Fiber, Avocados are fiber rich. Fiber has been known to contribute to weight loss, reduce blood sugar spikes and is strongly linked to a lower risk of many diseases. Seventy five percent of the fiber in avocados is considered insoluble which helps to keep you regular and 25 percent soluble, which helps to flush the body of excess cholesterol, keeps immunity balanced and more. A 3.5 ounce serving of avocado contains 7 grams of fiber, which is 27 percent of the recommended daily amount.

Weight. Avocados are a weight loss friendly food as they increase satiety and are nutrient dense. Including avocados in your diet could help you naturally eat fewer calories and therefore have an easier time sticking to a healthy diet. Avocados high fiber, and low carb content, are two attributes that should also help promote weight loss, at least in the context of a healthy, real food based diet.

Potassium powerhouse. Potassium helps maintain gradients in the body’s cells, aka balance blood pressure, and serves various important functions. Avocados are very high in potassium. A 3.5 ounce serving containing 14 percent of the RDA, compared to 10 percent in bananas, the latter are always associated as a high potassium food.  Reduced and balanced blood pressure, may lower the risk for heart attacks, strokes and kidney issues.

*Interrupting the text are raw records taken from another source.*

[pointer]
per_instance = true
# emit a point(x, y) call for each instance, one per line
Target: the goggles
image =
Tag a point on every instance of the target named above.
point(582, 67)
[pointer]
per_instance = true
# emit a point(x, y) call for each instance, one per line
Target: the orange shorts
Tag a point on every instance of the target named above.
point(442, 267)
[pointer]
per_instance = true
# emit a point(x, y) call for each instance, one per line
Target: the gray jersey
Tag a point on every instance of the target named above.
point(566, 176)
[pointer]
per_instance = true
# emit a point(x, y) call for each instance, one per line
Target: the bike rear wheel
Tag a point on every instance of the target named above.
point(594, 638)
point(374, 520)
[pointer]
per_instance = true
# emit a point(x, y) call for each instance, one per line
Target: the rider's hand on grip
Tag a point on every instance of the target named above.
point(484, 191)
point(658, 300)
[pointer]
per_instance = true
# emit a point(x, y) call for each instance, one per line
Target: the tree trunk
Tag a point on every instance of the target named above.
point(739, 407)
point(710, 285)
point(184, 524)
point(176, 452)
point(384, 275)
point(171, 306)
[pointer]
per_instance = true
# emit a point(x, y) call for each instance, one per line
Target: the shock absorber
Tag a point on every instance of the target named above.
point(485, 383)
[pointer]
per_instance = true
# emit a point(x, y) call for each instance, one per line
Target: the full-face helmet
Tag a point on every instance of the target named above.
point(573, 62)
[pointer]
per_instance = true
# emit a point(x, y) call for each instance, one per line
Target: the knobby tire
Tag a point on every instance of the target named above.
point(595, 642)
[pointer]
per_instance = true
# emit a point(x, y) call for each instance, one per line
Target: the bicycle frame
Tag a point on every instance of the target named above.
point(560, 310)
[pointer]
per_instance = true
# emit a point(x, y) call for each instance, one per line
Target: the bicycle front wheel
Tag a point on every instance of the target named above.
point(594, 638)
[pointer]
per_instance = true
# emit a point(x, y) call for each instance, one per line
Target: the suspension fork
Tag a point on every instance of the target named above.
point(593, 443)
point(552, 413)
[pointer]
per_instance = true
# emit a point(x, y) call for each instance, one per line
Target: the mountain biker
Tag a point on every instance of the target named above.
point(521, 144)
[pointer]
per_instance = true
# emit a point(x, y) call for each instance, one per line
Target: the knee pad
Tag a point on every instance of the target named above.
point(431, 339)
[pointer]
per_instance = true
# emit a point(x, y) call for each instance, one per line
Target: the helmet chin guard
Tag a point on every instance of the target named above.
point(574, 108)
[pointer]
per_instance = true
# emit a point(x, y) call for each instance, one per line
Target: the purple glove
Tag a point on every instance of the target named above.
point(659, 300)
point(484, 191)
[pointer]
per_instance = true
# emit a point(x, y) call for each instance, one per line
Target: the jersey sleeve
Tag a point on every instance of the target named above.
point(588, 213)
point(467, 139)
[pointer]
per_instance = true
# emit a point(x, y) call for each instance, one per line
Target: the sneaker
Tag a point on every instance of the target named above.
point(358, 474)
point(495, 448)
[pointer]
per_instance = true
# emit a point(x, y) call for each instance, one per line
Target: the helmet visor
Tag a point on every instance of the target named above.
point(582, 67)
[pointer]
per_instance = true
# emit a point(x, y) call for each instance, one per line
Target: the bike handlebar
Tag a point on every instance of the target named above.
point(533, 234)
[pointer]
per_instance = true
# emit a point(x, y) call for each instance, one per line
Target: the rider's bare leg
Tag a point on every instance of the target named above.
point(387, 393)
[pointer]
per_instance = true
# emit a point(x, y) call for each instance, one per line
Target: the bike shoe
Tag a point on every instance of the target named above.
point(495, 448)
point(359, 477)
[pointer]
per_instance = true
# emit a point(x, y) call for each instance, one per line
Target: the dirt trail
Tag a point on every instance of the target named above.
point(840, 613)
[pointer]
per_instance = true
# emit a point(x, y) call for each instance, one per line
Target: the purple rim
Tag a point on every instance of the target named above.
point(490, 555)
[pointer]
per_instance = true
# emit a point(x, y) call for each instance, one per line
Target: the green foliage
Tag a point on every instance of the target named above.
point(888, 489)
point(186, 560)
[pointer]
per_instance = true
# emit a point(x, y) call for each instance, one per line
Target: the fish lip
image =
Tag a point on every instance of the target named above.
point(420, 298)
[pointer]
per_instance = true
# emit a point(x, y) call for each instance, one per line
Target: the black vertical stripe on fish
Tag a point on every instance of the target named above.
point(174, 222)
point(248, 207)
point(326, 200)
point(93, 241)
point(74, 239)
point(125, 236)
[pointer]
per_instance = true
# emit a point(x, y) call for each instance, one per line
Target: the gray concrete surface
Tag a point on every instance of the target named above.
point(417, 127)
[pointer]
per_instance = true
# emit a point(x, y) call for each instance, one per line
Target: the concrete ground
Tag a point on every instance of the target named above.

Eye health. Not only do avocados increase antioxidant absorption from other foods (due to their fat content) they are also high in antioxidants. This includes Lutein and Zeaxanthin, which are incredibly important for eye health. Studies show that these nutrients are linked to a drastically reduced risk of cataracts and macular degeneration, both common in the elderly. Therefore, eating avocados should have benefits for eye health over the long term.

Season. Avocados are available year round but it’s good to note that California’s avocado season is April through September. The always-popular Hass avocados are with their high-fat flesh, and nutty taste, is in season somewhere in the world year-round. Check with your local market to find out when local avocados are in season in your region.